Some of the best advice I’ve heard in recent years came from a homily our priest gave last December. He was talking about worry, and threw out some amazing statistics about what people worry about: I don’t recall the exact numbers, but the majority of things that people worry about are future events — and at least half of those never even happen.
This is even more true with me. As he spoke, I did a breakdown of what I tend to worry about, and at least 75% of it involves future events (hello, my name is Jennifer, and I am a control freak). And, thinking through the things that had been on my mind for the past few months, I realized how many of those worries never even came to pass!…Combine that with the time I spent dwelling on things that had already happened and were no longer within my control, and it was a pretty startling picture.
So I resolved to stop worrying about the future so much, and the results have been really interesting. I never cease to be amazed at how often things that I was just sure were going to happen ended up playing out entirely differently than I’d expected, weren’t as bad as I thought, or never even happened at all. At least a few times a month I find myself thinking, “Wow, I’m glad I didn’t waste time worrying about that, since it’s all moot now.” (Which is not to say, of course, that I don’t have any problems! Just that things often happen differently than I would have expected.)
And lately I’ve had to remind myself of this more than ever. Baby #3 is set to arrive at the end of next month, and I feel completely unprepared. My toddler has zero interest in potty training and the baby isn’t walking, so it looks like I’ll have three children in diapers and two that don’t walk (in a two story house)…and don’t even get me started on the money issues. I often feel like I’m barely getting through the days as it is, that I’m really not cut out for this, and just cannot imagine how this is going to work when I have a newborn.
Yet if I were to indulge in this worry I would probably find that the time I spend thinking about how challenging it’s going to be would outweigh the time I spend in actual challenging situations.
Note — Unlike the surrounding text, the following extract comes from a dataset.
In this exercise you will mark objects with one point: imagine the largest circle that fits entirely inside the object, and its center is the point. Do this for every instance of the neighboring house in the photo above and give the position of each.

The key, I think, is to simply live in the moment. Seek God at all times, and humbly go about my days, not agonizing about what tomorrow might bring or fixating on what happened yesterday. The bad moments full of frustration or fatigue or exasperation will come…but don’t allot them any more time than they need by pouring mental energy into them before and after the fact.
I was reminded of all this when I came across a wonderful excerpt from The Secret of a Happy Life by Fr. Lasance over at one of my favorite blogs, Starry Sky Ranch. It’s so beautiful…and so true…and so something I really need to remember in the coming months:
One secret of a sweet and happy Christian life is learning to live by the day…Life does not come to us all at one time; it comes only a day at a time. Even tomorrow is never ours until it becomes today, and we have nothing whatever to do with it but to pass down to it a fair and good inheritance in today’s work well done, and today’s life well lived.
It is a blessed secret this, of living by the day. Any one can carry his burden, however heavy, till nightfall. Anyone can do his work, however heavy, till nightfall. Anyone can do his work, however hard, for one day. Anyone can live sweetly, patiently, lovingly, purely, until the sun goes down. And this is all life ever means to us – just one little day. “Do today’s duty; fight today’s temptations, and do not weaken or distract yourself by looking forward to things you cannot see and could not understand if you saw them.” God gives us nights to shut down upon our little days. We cannot see beyond. Short horizons make life easier and give us one of the blessed secrets of brave, true, holy living.